Имея мало-мальски приличный костюм и рубля на три товару, я не захотел более оставаться в «Батуме» и принял предложение мачехи, которая тогда уезжала в город Иваново-Вознесенск, поселиться на все лето в находящейся у нас в доме отдельной кухне.
Кухня была совершенно развалившаяся. Большие щели светили сквозь прогнившие стены на двор, пол дырявый, окно с выбитыми стеклами, а сквозь крышу и потолок во время дождя вода лилась ручьем.
Но тогда только что начиналось лето, а потому я и надеялся, что мне тут будет все-таки лучше, чем в «Батуме». Главное же, что меня прельщало, это то, что тут я оставался в уединении и мог кое-что писать.
Присланные мне Канаевым книги были вполне подходящие и полезные для торговли в провинции. Их легко можно было распродавать в торговые дни на базаре и по трактирам, которых в нашем городе, за отсутствием других питейных заведений, более тридцати; но я никак не мог себя к этому принудить. Мне было совестно в своем городе заниматься таким мелким делом, а потому, через несколько дней, я часть из них распродал разносчикам, а остальные отдал за бесценок в лавку.

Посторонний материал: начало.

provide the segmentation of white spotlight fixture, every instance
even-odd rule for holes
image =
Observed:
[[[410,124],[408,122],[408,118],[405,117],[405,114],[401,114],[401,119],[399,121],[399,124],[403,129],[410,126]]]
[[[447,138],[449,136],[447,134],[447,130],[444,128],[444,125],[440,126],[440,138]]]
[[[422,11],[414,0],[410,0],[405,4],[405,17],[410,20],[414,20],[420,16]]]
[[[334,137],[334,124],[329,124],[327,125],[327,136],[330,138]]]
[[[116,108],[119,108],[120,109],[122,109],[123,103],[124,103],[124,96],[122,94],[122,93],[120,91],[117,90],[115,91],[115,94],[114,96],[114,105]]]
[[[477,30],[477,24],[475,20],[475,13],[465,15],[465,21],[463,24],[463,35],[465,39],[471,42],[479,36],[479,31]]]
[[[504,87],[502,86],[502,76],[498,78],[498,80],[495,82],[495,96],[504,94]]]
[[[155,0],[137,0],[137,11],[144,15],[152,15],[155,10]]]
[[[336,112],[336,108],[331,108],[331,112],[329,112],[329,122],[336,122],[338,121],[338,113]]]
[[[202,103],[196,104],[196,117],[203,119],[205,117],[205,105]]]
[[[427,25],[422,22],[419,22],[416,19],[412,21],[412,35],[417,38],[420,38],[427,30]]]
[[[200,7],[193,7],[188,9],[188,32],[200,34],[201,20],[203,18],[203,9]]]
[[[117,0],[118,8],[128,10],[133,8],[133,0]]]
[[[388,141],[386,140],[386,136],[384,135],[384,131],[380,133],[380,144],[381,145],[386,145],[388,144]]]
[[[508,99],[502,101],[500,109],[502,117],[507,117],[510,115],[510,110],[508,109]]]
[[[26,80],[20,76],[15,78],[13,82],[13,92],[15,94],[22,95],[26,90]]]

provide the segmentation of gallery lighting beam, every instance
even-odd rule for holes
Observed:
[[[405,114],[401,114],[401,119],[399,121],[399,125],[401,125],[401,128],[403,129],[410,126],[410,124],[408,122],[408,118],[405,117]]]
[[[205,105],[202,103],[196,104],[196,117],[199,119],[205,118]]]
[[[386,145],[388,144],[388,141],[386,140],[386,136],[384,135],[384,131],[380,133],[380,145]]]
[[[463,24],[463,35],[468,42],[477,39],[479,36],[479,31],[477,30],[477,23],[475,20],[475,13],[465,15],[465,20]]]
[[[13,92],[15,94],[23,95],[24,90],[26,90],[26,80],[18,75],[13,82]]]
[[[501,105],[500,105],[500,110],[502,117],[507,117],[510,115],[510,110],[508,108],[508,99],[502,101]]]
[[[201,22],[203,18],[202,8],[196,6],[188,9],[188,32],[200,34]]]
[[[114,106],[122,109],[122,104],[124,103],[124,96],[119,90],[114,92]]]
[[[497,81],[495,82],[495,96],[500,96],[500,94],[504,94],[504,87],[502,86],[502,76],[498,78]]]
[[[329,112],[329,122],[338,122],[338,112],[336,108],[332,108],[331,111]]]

Времени свободного у меня оказывалось очень много, и я задумал описать свои мытарства со дня моего ареста до освобождения.
Денег, вырученных за книги, при самом экономном расчете моем могло хватить мне не более как на две недели. Но я все-таки сначала не унывал. Я надеялся на Канаева, которому описал свое положение и сообщил о своем намерении. Между тем время проходило, а ответа не было, и я, ради пропитания, принужден был, штука по штуке, продавать присланные мне вещи.
Не видя в перспективе ничего, кроме нищеты и совершенной безвыходности, я начал падать духом и опять выпивать.
Впрочем, это продолжалось недолго, и через неделю я дошел уже до того, что мне нечего было продавать, и я остался буквально без куска хлеба. К голодовке присоединилась еще беда: надежды мои на теплое лето совсем не осуществились. Лето, как нарочно, стояло такое, какого никто не запомнил: почти постоянные дожди и холодные ветры, со свистом и воем врывавшиеся в мою конуру и пронизывавшие меня, что называется, насквозь.
Мне приходилось очень трудно. Не имея впереди никакой надежды, я решился не выходить никуда из своего логовища, хотя бы мне пришлось умереть в нем голодною смертью. Я пролежал двое суток, не имея ничего во рту, кроме воды. На третьи сутки, когда я пошел к колодцу напиться, меня увидела жившая у нас во дворе подрядчица.
— Что с тобой? — спросила она. — Ты никак совсем больной? Не хочешь ли чайку?
Тут я не вытерпел и признался, что двое суток ничего не ел, и попросил у нее кусок хлеба. Через пять минут она подала мне в окно большую краюху хлеба и чайник с чаем.
И вот с тех пор начались мне, как собаке в конуру, почти ежедневные подачки. Так продолжалось недели три. Я в это время опять принялся за свое сочинение. Но, вероятно, пословица говорит справедливо, что не устанет рука принимаючи, а устанет даваючи, и потому подачки постепенно начали делаться скуднее. Да и в самом деле, кому и какая была обязанность кормить совершенно чужого, здорового мужика?
Чтобы как-нибудь достать себе на хлеб, я стал ходить в лес за грибами; но на мое несчастье в тот год и грибы совсем не родились. Я приносил их не более как копеек на семь или на восемь в день.